Hace poco, vi una foto de la escultura de Miguel Ángel, Moisés, donde se señalaba un pequeño músculo abultado en su brazo derecho: el extensor propio del meñique. Su contracción solo aparece cuando alguien levanta el dedo pequeño de la mano. Miguel Ángel, conocido como un maestro de los detalles, prestaba especial atención a los cuerpos humanos que esculpía, agregando características que la mayoría pasaría por alto. Conocía el cuerpo humano como pocos escultores, pero los detalles que tallaba en la piedra eran sus intentos de revelar algo más profundo: el alma, el interior de los seres humanos. Y por supuesto, en eso siempre se quedaba corto.
Solo Dios conoce las realidades más profundas del corazón humano. Independientemente de lo detallistas o perspicaces que podamos ser, lo que vemos en otros es solo una sombra de la verdad. Pero Dios ve más allá de las sombras.
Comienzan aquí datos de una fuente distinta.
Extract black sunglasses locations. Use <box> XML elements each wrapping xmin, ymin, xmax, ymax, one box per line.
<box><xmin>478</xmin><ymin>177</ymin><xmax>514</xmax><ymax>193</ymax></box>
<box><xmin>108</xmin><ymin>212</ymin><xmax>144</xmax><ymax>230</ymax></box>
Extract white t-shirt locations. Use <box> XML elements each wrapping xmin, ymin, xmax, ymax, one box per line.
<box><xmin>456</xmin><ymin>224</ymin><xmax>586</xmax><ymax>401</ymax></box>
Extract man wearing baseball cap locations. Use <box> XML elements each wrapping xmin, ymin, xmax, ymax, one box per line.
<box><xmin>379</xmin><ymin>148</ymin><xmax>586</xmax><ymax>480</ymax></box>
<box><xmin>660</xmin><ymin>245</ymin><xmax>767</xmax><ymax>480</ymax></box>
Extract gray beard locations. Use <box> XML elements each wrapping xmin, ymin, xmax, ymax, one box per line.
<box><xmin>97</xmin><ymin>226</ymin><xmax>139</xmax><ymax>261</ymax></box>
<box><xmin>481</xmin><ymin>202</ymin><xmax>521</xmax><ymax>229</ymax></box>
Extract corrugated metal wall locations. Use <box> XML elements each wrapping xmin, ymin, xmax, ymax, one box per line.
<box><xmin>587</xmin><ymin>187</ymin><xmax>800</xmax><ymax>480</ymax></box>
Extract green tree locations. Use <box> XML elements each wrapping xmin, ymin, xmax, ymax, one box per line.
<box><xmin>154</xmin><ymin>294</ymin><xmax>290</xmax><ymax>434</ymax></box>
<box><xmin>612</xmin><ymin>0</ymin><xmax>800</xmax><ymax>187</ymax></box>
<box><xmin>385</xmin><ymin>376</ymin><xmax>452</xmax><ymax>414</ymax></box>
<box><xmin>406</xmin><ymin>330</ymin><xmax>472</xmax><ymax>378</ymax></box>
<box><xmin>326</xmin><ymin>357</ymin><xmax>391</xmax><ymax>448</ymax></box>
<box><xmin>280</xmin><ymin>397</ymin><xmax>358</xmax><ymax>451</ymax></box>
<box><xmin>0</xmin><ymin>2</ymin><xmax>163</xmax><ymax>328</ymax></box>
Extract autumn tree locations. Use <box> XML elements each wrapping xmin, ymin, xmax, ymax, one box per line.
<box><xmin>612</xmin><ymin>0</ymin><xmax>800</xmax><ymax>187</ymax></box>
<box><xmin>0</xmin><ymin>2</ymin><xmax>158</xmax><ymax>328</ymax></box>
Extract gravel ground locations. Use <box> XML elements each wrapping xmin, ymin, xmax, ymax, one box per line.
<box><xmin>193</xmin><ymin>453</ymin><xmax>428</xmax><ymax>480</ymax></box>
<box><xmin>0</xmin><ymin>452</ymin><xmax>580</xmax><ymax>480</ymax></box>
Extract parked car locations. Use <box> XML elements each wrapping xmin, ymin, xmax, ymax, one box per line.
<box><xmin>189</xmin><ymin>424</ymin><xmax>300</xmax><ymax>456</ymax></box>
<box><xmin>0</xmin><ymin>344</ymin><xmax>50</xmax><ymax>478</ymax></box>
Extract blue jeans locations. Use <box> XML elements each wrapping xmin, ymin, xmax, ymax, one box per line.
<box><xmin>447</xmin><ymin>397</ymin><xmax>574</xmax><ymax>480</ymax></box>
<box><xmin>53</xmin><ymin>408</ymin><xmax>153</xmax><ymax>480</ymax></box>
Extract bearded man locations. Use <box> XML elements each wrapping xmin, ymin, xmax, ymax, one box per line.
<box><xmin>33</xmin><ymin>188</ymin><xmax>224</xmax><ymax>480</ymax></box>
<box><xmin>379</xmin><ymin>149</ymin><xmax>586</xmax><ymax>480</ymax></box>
El profeta Jeremías dice: «tú, oh Señor, me conoces; me viste» (12:3). La forma en que Dios nos conoce no es teórica ni cerebral. No nos observa desde lejos, sino que se asoma a las realidades ocultas de quiénes somos. Él conoce lo profundo de nuestro ser, incluso aquello que a nosotros nos cuesta entender.
No importa con qué luchemos o lo que suceda en nuestro corazón, Dios lo sabe.